Kültür insanı Bozkurt Güvenç Hocayı rahmetle anarken

Osman AROLAT
Osman AROLAT AROLAT'tan [email protected]

Kültür, eğitim ve değişim üzerine önemli makaleleri, çalışmaları, kitapları olan bilim insanı Bozkurt Güvenç, geçen hafta 92 yaşında aramızdan ayrıldı. Onu rahmet ve minnetle anarken, bir 12 Mart dönemi anısına değindim.

Bozkurt Hocayı kültür, eğitim, değişim üzerine makalelerini okuyarak tanıdım. Geçen yıl Efil Yayınevi’nin yeni dönemle ilgili öneriler toplantısı için gittiğim Ankara’da ilk kez karşılaştım. O zaman 91 yaşındaymış. Yaşını göstermiyordu. Duru, çözümleyici, katkı sağlayıcı anlatımıyla, tam beklediğim gibi bir aydın kişilikli kültür insanıydı. Geçen hafta kendisi aramızdan ayrıldı. Onu rahmetle ve minnetle anıyorum. Zaman zaman kültür, eğitim ve değişim konularında kitaplarına başvurarak onun yol göstericiliğine başvurarak birçok insan gibi birlikte olmayı sürdüreceğime inanıyorum.

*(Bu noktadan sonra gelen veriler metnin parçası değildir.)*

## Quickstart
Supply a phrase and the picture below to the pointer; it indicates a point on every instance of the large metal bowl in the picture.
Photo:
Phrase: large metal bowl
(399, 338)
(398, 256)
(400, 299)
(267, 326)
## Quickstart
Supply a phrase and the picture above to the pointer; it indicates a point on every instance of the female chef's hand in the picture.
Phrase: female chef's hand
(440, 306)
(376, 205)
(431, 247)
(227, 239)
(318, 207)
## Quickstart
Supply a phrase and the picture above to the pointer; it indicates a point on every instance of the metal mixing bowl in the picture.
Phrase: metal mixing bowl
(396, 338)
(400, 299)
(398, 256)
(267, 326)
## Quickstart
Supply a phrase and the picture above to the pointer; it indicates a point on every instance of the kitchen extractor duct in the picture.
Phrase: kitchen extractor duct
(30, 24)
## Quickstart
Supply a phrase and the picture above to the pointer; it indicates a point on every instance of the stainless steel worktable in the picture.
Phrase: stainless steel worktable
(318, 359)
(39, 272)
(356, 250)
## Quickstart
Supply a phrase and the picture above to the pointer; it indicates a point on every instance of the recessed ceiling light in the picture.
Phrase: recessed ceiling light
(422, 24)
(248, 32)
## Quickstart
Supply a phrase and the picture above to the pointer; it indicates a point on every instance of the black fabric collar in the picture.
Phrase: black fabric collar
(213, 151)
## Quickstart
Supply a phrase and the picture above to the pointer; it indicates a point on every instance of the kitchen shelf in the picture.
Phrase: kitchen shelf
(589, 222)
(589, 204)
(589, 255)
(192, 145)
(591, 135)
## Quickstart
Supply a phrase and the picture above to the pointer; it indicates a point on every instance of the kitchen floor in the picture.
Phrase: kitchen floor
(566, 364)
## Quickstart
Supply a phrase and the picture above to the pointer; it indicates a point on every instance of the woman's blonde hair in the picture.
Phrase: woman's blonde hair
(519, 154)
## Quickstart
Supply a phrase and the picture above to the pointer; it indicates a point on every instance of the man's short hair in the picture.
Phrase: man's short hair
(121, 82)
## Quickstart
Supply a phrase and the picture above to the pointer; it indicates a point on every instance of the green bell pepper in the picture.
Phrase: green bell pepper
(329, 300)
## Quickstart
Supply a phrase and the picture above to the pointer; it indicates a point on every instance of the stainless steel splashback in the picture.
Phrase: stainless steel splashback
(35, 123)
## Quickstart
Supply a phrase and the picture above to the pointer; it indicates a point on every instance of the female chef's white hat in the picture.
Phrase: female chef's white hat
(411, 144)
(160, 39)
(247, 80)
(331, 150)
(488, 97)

Şimdi sözü Türkiye’deki her aydın gibi, başına gelen bir 12 Mart olumsuzluğunu anılarından aktararak, kendisini tekrar rahmetle anayım:

“Dört beş yılda kurduğumuz genç kadro bahar yarıyılında tasfiye edilmiş, kalanlara da gerekli gözdağı verilmişti. İşin şakaya gelir yanı yoktu.

Ankara Merkez Komutanlığı’nda görevli sınıf arkadaşım Yusuf Akgülle, bir akşam beni evden arayarak, hakkımda bir solculuk ihbarı yapıldığını, öğrencilerime, Yaşar Kemal’in kitaplarını okuttuğumu, ihbar dosyasının soruşturulmasıyla görevlendirildiğini söyledi, yardımcı olmamı rica etti. Öğrencilerime verdiğim okuma listesinde Yaşar Kemal’in romanlarını tavsiye ettiğim doğruydu ancak bildiğim kadarıyla Yaşar Kemal’in hiçbir kitabı yasaklı ya da hükümlü değildi. Her kitapçıda serbestçe satılıyordu. Okul arkadaşıma, kitapçılardan araştırma yaptırmasını, yasak bir yayın bulunduğu takdirde beni aramasını söyledim. Arkadaşım ertesi akşam beni aradı, ‘Geçmiş olsun dosya kapandı’ dedi.

Nusret Fişek Hoca da Mamak’taki Sıkıyönetim Savcılığı’na çağırılmış, ifadesi alındıktan sonra serbest bırakılmıştı.

Üniversite yönetimi, gençleri temizlemekle yetinmemiş, onların güvendiği yüksek dağlara da şöyle ciddi bir uyarıda bulunmayı uygun görmüştü. Polisin girip giremeyeceğini tartıştığımız özerk üniversiteye silahlı kuvvetler ve özel eğitimli jandarma birlikleri girmiş ve yerleşmişti. Üniversitelerimiz bir daha eski günlerine dönemedi.”

Yazıya nokta koyarken Hoca’nın bir iki kitabının da adını vereyim: Sosyal Kültürel Değişme, Anılardan Sayfalar, İnsan ve Kültür, Türk İslam Sentezi, Osmanlıdan Cumhuriyete Kültürüm, Japon Kültürü, Cumhuriyet Döneminde Eğitim.